What is the richest bank in Canada? ›

  • Royal Bank of Canada is the largest of the Big Five. ...
  • The Bank of Nova Scotia, or Scotiabank, is the next largest bank in Canada with Q2 2023 net income of CA$2.2 billion. ...
  • The Bank of Montreal is the next largest Canadian bank.

How much are Canadian banks worth? ›

Overview
Official nameBank brand(s)Capitalization (C$ bn)
Royal Bank of CanadaRBC Royal Bank$155.12
Toronto-Dominion BankTD Canada Trust$138.70
Bank of MontrealBMO Bank of Montreal$75.50
Bank of Nova ScotiaScotiabank (full-service) Tangerine (direct)$68.17
1 more row

How big are Canadian banks? ›

The Big 5: The biggest of Canada's big banks

Here are the Big Five banks ranked in terms of net revenue at the end of 2022[3]: Royal Bank of Canada (RBC) — $48.99 billion. Toronto-Dominion Bank (TD) — $46.17 billion. Bank of Nova Scotia (Scotiabank) – $31.42 billion.

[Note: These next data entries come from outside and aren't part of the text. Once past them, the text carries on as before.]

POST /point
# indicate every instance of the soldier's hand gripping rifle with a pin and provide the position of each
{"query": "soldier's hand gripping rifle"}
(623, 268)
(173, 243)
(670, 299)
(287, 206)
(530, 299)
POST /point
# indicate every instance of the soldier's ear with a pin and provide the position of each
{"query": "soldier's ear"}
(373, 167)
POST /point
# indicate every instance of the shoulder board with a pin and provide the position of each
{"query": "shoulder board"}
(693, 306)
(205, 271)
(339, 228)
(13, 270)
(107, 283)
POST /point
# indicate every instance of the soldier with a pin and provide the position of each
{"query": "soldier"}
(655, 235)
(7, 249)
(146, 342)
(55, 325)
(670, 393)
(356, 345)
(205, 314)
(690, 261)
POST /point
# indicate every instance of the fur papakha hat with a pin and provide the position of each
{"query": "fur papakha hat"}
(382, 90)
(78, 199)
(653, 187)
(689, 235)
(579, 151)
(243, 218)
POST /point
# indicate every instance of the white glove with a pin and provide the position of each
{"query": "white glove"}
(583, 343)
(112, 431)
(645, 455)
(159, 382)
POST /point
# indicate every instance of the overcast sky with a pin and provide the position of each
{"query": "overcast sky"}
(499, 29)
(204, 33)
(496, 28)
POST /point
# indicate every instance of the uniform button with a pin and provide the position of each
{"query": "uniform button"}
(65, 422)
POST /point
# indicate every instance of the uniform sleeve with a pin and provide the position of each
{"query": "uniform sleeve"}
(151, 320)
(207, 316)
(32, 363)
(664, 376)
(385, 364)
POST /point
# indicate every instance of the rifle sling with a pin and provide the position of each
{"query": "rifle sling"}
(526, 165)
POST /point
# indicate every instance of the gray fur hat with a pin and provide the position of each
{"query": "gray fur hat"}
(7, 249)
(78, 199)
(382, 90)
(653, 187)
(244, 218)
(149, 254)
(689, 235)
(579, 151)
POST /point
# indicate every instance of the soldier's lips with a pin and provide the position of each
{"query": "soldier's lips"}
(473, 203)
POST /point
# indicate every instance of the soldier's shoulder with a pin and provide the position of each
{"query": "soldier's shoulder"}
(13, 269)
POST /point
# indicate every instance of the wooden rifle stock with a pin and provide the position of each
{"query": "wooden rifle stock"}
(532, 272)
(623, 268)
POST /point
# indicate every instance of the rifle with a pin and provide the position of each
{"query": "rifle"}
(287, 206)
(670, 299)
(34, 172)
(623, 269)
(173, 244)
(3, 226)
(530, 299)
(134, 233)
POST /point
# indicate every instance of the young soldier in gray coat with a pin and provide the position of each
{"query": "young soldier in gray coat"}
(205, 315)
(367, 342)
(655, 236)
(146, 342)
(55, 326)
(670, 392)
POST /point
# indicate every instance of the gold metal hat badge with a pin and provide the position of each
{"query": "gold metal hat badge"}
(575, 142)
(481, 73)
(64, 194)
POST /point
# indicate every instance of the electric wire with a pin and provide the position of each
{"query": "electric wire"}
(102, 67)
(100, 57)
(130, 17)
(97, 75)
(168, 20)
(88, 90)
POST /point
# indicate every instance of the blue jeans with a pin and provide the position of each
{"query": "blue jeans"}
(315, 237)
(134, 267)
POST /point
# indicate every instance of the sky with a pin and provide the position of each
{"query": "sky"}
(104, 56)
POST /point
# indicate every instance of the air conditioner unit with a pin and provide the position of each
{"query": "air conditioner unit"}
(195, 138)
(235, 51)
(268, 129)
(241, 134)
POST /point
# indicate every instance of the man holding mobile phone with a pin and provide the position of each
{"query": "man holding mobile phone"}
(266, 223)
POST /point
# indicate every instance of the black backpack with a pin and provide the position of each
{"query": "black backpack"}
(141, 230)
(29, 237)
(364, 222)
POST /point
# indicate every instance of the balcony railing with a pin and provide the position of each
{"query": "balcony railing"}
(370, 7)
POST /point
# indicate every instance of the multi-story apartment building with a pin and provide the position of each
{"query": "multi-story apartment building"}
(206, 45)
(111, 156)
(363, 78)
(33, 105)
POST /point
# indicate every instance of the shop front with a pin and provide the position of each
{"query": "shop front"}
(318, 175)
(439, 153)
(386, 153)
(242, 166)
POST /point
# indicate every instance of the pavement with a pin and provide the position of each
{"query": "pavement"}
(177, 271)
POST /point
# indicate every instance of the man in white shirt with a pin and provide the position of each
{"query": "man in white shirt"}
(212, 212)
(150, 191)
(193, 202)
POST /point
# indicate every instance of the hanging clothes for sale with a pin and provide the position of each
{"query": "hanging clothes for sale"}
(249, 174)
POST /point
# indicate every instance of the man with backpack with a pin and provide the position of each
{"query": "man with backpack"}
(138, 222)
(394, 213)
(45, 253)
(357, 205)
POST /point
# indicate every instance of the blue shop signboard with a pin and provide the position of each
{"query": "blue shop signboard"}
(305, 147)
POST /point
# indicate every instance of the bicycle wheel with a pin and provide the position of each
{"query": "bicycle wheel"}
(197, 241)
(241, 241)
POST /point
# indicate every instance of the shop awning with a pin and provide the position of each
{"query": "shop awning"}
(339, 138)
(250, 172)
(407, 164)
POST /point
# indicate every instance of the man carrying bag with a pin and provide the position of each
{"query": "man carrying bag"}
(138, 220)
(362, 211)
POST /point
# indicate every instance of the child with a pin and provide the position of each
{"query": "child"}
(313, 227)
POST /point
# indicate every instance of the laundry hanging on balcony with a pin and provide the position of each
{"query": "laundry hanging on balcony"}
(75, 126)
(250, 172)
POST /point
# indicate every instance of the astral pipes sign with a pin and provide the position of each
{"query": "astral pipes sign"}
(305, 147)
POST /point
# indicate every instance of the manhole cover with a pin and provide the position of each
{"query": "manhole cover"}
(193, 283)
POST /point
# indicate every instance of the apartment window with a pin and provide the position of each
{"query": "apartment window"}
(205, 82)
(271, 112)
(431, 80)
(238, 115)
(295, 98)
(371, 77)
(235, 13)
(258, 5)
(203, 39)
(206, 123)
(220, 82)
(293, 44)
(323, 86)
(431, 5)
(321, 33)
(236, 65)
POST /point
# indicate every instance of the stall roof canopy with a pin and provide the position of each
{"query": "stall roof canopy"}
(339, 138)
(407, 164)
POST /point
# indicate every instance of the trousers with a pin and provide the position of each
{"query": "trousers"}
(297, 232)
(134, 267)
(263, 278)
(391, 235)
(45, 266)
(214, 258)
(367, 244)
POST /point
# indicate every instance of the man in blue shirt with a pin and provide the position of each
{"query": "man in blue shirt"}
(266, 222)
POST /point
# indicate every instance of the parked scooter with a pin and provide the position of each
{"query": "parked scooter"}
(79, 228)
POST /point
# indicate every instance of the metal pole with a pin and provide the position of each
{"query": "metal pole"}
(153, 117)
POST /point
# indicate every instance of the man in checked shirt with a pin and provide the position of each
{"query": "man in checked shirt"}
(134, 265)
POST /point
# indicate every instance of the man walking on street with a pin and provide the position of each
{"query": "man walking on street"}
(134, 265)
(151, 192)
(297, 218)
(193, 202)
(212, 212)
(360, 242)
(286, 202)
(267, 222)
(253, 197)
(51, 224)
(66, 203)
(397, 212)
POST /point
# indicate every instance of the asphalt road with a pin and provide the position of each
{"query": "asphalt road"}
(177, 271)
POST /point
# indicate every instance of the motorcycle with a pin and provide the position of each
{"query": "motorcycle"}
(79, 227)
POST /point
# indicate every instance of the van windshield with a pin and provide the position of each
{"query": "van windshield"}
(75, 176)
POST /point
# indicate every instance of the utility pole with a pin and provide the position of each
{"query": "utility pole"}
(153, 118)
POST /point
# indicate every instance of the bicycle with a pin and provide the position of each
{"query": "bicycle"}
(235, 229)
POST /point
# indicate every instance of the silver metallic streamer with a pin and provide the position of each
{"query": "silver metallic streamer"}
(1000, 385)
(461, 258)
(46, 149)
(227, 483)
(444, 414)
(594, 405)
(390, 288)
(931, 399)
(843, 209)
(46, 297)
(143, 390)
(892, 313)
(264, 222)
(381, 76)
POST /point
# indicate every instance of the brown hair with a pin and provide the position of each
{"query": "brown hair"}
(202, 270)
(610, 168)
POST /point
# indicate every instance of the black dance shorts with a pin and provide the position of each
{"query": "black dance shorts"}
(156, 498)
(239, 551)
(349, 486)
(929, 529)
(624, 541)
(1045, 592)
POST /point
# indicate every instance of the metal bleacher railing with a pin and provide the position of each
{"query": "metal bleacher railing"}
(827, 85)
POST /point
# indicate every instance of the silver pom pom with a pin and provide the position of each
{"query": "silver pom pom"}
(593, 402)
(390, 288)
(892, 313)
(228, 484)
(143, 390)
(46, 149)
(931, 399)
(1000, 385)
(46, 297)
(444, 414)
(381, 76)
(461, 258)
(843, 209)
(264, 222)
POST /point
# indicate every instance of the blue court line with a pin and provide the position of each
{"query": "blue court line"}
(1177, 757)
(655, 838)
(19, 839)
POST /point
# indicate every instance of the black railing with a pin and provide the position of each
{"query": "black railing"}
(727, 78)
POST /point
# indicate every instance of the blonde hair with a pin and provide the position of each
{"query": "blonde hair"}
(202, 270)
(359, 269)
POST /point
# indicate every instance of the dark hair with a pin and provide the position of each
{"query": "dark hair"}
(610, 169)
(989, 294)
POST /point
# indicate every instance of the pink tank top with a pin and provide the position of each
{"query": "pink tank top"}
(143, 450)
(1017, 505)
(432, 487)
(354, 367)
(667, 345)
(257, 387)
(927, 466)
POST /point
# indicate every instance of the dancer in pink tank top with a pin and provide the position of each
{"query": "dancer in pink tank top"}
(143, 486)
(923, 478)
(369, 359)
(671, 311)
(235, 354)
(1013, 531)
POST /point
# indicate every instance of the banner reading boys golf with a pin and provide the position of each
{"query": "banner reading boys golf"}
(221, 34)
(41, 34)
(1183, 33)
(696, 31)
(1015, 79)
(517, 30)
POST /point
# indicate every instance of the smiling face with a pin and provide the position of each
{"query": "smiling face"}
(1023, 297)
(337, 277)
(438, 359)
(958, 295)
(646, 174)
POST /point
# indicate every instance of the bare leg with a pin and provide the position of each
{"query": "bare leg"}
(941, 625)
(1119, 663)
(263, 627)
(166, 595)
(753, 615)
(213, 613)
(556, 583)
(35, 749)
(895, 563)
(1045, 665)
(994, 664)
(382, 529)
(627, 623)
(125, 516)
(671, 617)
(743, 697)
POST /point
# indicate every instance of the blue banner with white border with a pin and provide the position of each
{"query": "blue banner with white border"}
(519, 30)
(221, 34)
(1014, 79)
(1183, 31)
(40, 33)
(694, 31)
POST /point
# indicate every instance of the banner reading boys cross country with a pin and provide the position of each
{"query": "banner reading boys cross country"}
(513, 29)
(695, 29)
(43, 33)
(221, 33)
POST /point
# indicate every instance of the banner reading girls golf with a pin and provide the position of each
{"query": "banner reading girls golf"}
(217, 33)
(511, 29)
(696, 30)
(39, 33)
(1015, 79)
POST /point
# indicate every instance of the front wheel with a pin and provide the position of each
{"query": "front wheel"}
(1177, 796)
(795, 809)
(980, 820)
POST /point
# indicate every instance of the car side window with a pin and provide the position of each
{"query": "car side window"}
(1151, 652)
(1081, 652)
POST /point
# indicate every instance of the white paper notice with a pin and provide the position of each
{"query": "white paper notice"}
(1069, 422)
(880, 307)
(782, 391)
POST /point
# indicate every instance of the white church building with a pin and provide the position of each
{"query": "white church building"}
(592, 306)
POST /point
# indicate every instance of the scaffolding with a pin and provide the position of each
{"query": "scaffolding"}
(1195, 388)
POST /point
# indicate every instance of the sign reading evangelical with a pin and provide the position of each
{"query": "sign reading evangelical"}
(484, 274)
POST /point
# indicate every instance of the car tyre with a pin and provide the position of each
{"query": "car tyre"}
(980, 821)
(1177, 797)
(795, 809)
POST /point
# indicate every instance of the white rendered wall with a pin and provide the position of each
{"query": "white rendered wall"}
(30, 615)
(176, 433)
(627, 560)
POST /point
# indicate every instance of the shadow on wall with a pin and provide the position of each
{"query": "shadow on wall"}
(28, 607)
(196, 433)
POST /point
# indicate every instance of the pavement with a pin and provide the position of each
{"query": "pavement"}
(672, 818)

What is the total assets value of TD Bank? ›

The total assets reached around 1.95 trillion Canadian dollars in 2023, which was the highest value in the observed period. Despite the increasing asset value, TD Bank was only the second largest bank in Canada in 2023, following Royal Bank of Canada, with assets exceeding two trillion Canadian dollars.

How big is the Canadian banking system? ›

The U.S. controls about 24.6 per cent of the global economy, calculated by gross domestic product. Yet the Canadian banking system, in a country that represents 2.2 per cent of the world economy, has proven to be quite resilient, and even relatively insulated from financial crises.